In [1]:
import os, warnings
from pynq import PL
from pynq import Overlay
from pynq import allocate
import numpy as np
from AMCCNN import AMCCNN
import scipy.io
import pickle
import matplotlib.pyplot as plt
import matplotlib.ticker as mtick

In [2]:
ol = Overlay("amc_dma_rfsoc.bit")
dma = ol.axi_dma_0
amc = ol.amc_cnn_0
testset_file = 'AMC_dataset_demo.pkl'
X = pickle.load(open(testset_file, 'rb'), encoding='latin')
from AMCWidget import AMCWidget
amc_widget=AMCWidget(X, amc, dma)

# Streaming-CNN FPGA Architecture for Communications-based Applications
----
This demonstration will present a modulation classification application for wireless communications modulation schemes running on a **AMD-Xilinx RFSoC 2x2 development board**.

## Modulation Classification
This demo intends to showcase the proposed streaming-CNN architecture running on an RFSoC 2x2 development board. Currently, the IP exists on-chip with inputs transferred via AXI4-Stream from the Processing System to Programmable Logic with future aims to connect directly to RF Data Converters on the RFSoC.

**Modulation Classification** is the task of indentifying what modulation scheme a received signal has been encoded with. The possible modulation schemes are: 
* 8PSK
* BPSK
* CPFSK
* GFSK
* PAM14
* QAM16
* QAM64
* QPSK

## Neural Network Structure

![](NN.png)

----

## CNN Architecture
The CNN architecture has been built to support constant streaming inputs similar to how a classical communications pipeline is built with filters processing a stream of samples. This architecture aims to allow deep learning solutions to be inserted within an already existing communications pipeline. We assume samples from the air are constantly being received and this architecture has been built to support a stream without interruptions.

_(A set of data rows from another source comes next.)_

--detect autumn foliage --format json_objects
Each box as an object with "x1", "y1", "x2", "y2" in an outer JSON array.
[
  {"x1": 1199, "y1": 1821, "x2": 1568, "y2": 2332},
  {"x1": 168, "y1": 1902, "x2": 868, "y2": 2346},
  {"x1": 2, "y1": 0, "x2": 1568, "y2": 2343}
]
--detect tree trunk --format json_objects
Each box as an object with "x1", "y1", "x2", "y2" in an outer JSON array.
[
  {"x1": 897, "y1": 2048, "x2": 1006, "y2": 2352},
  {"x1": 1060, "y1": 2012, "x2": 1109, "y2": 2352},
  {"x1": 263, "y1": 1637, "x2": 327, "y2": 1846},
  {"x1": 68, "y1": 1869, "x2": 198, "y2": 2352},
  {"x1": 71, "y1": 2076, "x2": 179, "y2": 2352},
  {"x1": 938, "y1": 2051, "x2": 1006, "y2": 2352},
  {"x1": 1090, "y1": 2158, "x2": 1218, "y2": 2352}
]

### Weight and Input Sample Restructure

To facilitate a streaming input convention, the order in which the neural network calculations are processed must be revisited. In a typical sliding window convolutional layer approach, the kernel weights may be processed over the input data multiple times. To simplify the calculations being performed on chip, the input data is transformed into a matrix equivalent of the sliding kernel approach. Similarly, the kernel weights are transformed into their matrix equivalent before deployment. The **left** figure below indicates how this is possible. The **right** figure shows how the input and kernel weights are transformed from 3D values to a matrix.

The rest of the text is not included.